²Bioinformatics and Genomics Program, Centre for Genomic Regulation, PRBB, Barcelona, Spain

³Department of Biochemistry, Molecular Biology and Immunology, University of Murcia, Murcia, Spain

⁴Department of Immunology, IMIM-Hospital del Mar, PRBB, Barcelona, Spain

⁵Plataforma de Bioinformática, Centro de Investigación Biomédica en red de Enfermedades Hepáticas y Digestivas (CIBERehd), Hospital Clinic, Barcelona, Spain

author email corresponding author email

BMC Genomics 2008, 9:171doi:10.1186/1471-2164-9-171


Published:	16 April 2008

Abstract

Background

Accumulating evidence suggests an important role for the enzyme poly(ADP-ribose) polymerase-1 (PARP-1) as an integral part of the gene expression regulatory machinery during development and in response to specific cellular signals.

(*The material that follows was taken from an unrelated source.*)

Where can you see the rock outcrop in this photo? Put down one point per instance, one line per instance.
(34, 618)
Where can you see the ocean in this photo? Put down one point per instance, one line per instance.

PARP-1 might modulate gene expression through its catalytic activity leading to poly(ADP-ribosyl)ation of nuclear proteins or by its physical association with relevant proteins. Recently, we have shown that PARP-1 is activated during T cell activation. However, the proposed role of PARP-1 in reprogramming T cell gene expression upon activation remains largely unexplored.

Results

In the present study we use oligonucleotide microarray analysis to gain more insight into the role played by PARP-1 during the gene expression reprogramming that takes place in T cells upon activation with anti-CD3 stimulation alone, or in combination with anti-CD28 co-stimulation. We have identified several groups of genes with expression modulated by PARP-1. The expression of 129 early-response genes to anti-CD3 seems to be regulated by PARP-1 either in a positive (45 genes) or in a negative manner (84 genes). Likewise, in the presence of co-stimulation (anti-CD3 + anti-CD28 stimulation), the expression of 203 genes is also regulated by PARP-1 either up (173 genes) or down (30 genes). Interestingly, PARP-1 deficiency significantly alters expression of genes associated with the immune response such as chemokines and genes involved in the Th1/Th2 balance.

Conclusion

This study provides new insights into changes in gene expression mediated by PARP-1 upon T cell activation. Pathway analysis of PARP-1 as a nuclear signalling molecule in T cells would be of relevance for the future development of new therapeutic approaches targeting PARP-1 in the acquired immune response.